Ainda que a atividade de venda de sucata fosse a mais rendosa, não constituía uma fonte permanente de renda, visto que dependia dos rejeitos disponíveis e era muito concorrida, quase toda a piazada pobre se valia desse recurso. Então, como alternativa proveitosa, valia prestar serviços a quem precisasse. Eu sabia de alguns garotos que carregavam sacolas das senhoras que iam as compras, outros transportavam malas dos viajantes que chegavam no trem ou no ônibus e iam para o único hotel da cidade, Hotel Schultz. Também tinha um primo meu, o Amadeu, que costumava “forçar” um pouco na nobre atividade das sucatas, suas panelas amassadas nem sempre eram velhas ou furadas o suficiente para terem sido desprezadas pelas donas de casa, parece que ele se antecipava ao futuro descarte das panelas, se apropriava delas as vendia um pouco antes de serem jogadas fora. Bom para o comércio de panelas. O Amadeu era muito mais criativo que um simples vendedor de caçarolas quase velhas, ele também costumava amassá-las com uma pedra dentro de forma a aumentar-lhes o peso na hora de vendê-las. Só isso? Não! Ainda tem mais. Vez ou outra ele visitava em horas tardias o monte de sucata do seu Rodolfo, recolhia algumas daquelas que havia vendido e as vendia de novo outro dia. Era o sucateiro mais inventivo e próspero da turma.

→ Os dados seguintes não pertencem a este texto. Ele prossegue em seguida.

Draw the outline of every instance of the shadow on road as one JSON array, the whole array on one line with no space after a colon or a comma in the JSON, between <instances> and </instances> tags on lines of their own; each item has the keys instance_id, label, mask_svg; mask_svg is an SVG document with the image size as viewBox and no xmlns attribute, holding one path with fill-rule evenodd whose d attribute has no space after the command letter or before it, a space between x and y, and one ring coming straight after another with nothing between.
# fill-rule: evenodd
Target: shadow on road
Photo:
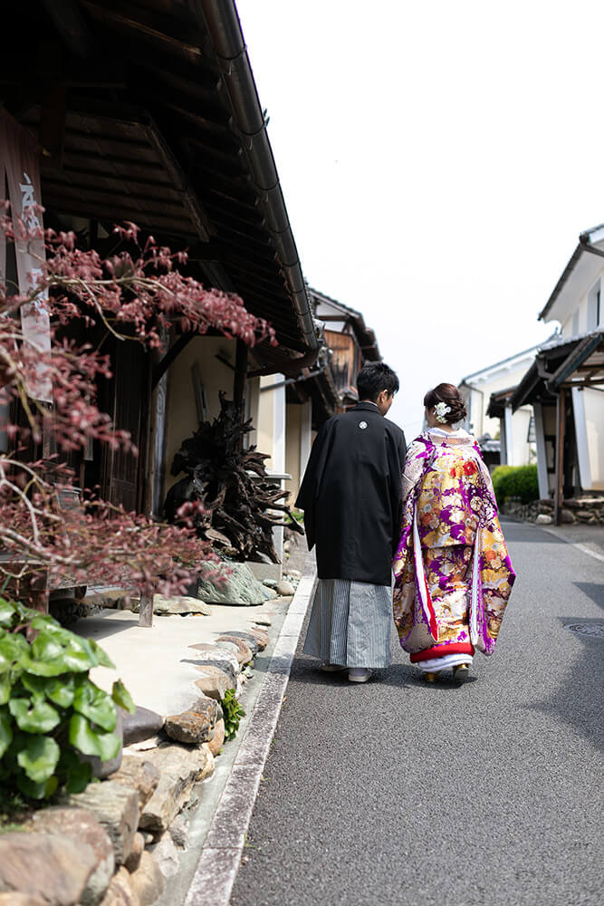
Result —
<instances>
[{"instance_id":1,"label":"shadow on road","mask_svg":"<svg viewBox=\"0 0 604 906\"><path fill-rule=\"evenodd\" d=\"M575 588L579 588L588 598L591 598L595 604L604 608L604 583L601 582L573 582Z\"/></svg>"},{"instance_id":2,"label":"shadow on road","mask_svg":"<svg viewBox=\"0 0 604 906\"><path fill-rule=\"evenodd\" d=\"M604 751L601 694L604 680L604 620L561 617L560 621L569 633L572 631L576 639L580 639L583 651L573 663L567 682L550 699L531 707L564 721L595 748Z\"/></svg>"}]
</instances>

Pois bem, sempre de olhos e ouvidos atentos a novas oportunidades de ganho, fiquei sabendo pelo Joel, meu primo, que agora havia uma fabriqueta quase clandestina de fluido para freios chamado “Pare” em um barracão velho perto do mercado municipal. A fábrica era propriedade de Carlos Malucelli, seu “Carlito”, que havia se formado em química industrial há muitos anos e exercia cargo de chefia na indústria da família, mas agora resolvera abrir seu próprio negócio. Como empresário matreiro e afeito a expedientes pouco ortodoxos que era, seu novo empreendimento tinha registro legal, recolhia os impostos devidos, emitia notas fiscais, mas explorava mão-de-obra escrava. Para funcionar, pagava uma mixaria por horas de trabalho da gurizada, sem registro de qualquer espécie. Trabalhava-se lá todas as tardes de sábados e algumas vezes a noite dos dias úteis. Por pouco que pagasse era com essa graninha que comprávamos figurinhas, picolés e sorvetes e revistas em quadrinhos na banca do seu Zéquinha. O trabalho consistia em misturar os componentes químicos nas proporções especificadas pelo seu Carlito, mexer a mistura em tambores de 200 litros, depois enlatar nos recipientes de meio litro, tampá-los e encaixotá-lo para venda aos postos de gasolina. Diga-se, o trabalho era quase uma brincadeira, sem supervisão rígida, esta era feita pelo Maíco nosso colega de aulas e vizinho de rua, nós meio que nos divertíamos e ganhávamos uns níqueis.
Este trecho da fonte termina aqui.